Both long-serving heavyweights and political newcomers were ousted from the Diet by the opposition Liberal Democratic Party's sweeping victory in the Dec. 16 Lower House election.
The ruling Democratic Party of Japan's Makiko Tanaka, education minister, lost to a candidate from the LDP in the Niigata No. 5 single-seat constituency. She could not win a seat in the proportional representation district, either.
Tanaka, 68, used to have a strong support group she inherited from her father, former LDP Prime Minister Kakuei Tanaka. But many of her supporters were either too old to help her campaign or had left the group in defiance of Tanaka.
"We faced diversified values and a change in voters' political needs due to the declining birthrate and graying society," Tanaka said when reporters asked about her defeat.
She has been elected six times as a Lower House member.
The same fate befell Yoshito Sengoku, 66, the former chief Cabinet secretary who was defeated in the Tokushima No. 1 single-seat district by a new LDP entrant.
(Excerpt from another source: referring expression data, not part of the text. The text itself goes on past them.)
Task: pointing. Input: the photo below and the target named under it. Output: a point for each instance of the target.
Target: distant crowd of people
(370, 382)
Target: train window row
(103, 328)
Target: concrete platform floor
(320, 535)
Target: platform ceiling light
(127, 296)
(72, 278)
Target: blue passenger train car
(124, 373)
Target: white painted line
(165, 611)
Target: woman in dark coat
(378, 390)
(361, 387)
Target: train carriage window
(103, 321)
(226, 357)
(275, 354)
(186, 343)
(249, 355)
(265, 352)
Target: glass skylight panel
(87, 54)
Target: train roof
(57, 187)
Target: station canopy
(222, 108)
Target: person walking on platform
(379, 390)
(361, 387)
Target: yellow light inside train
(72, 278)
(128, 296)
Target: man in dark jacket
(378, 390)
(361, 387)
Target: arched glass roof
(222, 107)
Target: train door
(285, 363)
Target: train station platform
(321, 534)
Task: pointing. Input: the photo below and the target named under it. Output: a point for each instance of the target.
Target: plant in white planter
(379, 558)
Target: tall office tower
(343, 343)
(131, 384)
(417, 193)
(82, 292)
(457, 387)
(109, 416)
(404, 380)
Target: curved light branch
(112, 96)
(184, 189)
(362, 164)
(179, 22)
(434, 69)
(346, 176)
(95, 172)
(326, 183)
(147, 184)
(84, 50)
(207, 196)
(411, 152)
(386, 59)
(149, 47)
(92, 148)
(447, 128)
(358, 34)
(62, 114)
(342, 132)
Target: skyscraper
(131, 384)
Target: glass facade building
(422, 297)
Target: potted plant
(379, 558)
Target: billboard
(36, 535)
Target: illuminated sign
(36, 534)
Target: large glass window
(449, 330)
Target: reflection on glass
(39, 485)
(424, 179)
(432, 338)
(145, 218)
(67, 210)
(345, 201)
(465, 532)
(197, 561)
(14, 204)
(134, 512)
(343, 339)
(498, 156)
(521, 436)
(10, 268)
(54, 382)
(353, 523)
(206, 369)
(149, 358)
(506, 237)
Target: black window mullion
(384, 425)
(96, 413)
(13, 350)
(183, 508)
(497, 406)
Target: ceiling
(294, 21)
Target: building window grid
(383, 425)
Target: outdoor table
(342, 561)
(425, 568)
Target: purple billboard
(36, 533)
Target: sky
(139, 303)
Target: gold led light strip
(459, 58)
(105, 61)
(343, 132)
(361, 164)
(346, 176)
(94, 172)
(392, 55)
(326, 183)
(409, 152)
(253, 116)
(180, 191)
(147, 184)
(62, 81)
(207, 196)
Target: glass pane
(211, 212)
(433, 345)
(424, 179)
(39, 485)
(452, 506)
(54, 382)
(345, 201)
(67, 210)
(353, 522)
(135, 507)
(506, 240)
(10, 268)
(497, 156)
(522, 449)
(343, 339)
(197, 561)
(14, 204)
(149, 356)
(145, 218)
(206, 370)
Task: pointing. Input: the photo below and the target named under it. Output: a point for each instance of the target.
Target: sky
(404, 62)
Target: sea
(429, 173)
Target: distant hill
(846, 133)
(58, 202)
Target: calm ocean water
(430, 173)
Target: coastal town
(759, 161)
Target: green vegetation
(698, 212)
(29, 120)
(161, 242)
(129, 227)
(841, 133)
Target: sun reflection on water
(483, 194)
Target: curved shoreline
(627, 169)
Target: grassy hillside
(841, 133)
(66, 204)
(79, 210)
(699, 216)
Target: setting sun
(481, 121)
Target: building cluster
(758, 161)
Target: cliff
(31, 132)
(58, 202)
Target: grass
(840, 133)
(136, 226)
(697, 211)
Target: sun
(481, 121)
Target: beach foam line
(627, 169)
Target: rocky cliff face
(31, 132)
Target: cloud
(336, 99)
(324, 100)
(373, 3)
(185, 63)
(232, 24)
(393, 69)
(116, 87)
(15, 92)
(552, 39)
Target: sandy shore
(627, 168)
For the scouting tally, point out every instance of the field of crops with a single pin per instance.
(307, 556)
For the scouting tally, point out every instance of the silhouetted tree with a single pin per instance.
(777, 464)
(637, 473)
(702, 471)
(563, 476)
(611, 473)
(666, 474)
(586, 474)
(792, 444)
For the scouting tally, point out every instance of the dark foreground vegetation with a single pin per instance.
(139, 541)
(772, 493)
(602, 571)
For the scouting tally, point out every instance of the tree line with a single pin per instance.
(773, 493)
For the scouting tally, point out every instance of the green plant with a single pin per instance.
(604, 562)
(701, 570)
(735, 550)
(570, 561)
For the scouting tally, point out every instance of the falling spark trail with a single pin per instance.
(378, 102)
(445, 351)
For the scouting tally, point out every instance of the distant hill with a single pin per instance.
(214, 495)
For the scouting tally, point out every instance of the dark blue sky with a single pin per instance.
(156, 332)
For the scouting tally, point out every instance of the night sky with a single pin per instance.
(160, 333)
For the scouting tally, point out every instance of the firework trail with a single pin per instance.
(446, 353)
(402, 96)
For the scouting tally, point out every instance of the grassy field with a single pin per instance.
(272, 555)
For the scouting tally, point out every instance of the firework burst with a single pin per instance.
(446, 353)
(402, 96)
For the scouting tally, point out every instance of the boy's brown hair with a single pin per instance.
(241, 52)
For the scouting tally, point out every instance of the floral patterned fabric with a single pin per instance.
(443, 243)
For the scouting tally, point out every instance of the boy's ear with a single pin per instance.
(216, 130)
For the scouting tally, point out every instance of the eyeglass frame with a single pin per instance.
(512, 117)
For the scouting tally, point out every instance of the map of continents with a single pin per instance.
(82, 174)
Sengoku also lost in the proportional representation portion.
Sengoku, who wielded enormous influence as a politician well-versed in policy issues, apologized to his supporters for his loss at his campaign office in Tokushima around 11:20 p.m.
"It was an utter rout and all my fault," Sengoku said. "Voters were distrustful of the governing ability of the DPJ, and the election results reflect that."
An 82-year-old woman who has supported Sengoku, a former lawyer, for 20 years said she was sorry that he could not win a seventh term.
"I was proud of sending 'the brains of Japan' from Tokushima," she said.
Sengoku was criticized for his handling of an incident in which a Chinese fishing boat rammed Japan Coast Guard vessels off the disputed Senkaku Islands in September 2010.
Most of the junior politicians known as "Ozawa's children," who hopped from one party to the next with political bigwig Ichiro Ozawa, 70, were also defeated as their party, the Tomorrow Party of Japan, lost big.
Yukiko Miyake, 47, was fielded in the home turf of Prime Minister Yoshihiko Noda, Chiba No. 4 single-seat district, at Ozawa's behest.
The decision was made on Nov. 16, the day the Lower House was dissolved for a snap election.
Noda won by a large margin, while Miyake came in a distant third.
"As we feared, we did not have enough time," an official at her campaign office said.
Miyake first won a seat in the 2009 election, in the Gunma No. 4 single-seat constituency.
Despite the strong political winds in its favor, the LDP suffered its own upsets.
Veteran Koichi Kato, who has held many Cabinet posts, lost to an independent newcomer in the Yamagata No. 3 single-seat district.
The 73-year-old politician was eying a 14th return to the Diet.
Kato was not on the list of LDP candidates in the proportional representation portion because the party prohibits those aged 73 or older from being eligible for those seats.
Kato appeared frail during the campaign, slurring words and looking unsteady on his feet.
"I am entirely to blame for the loss, including my own health management," Kato told his supporters at his campaign office around 11:40 p.m. after his defeat.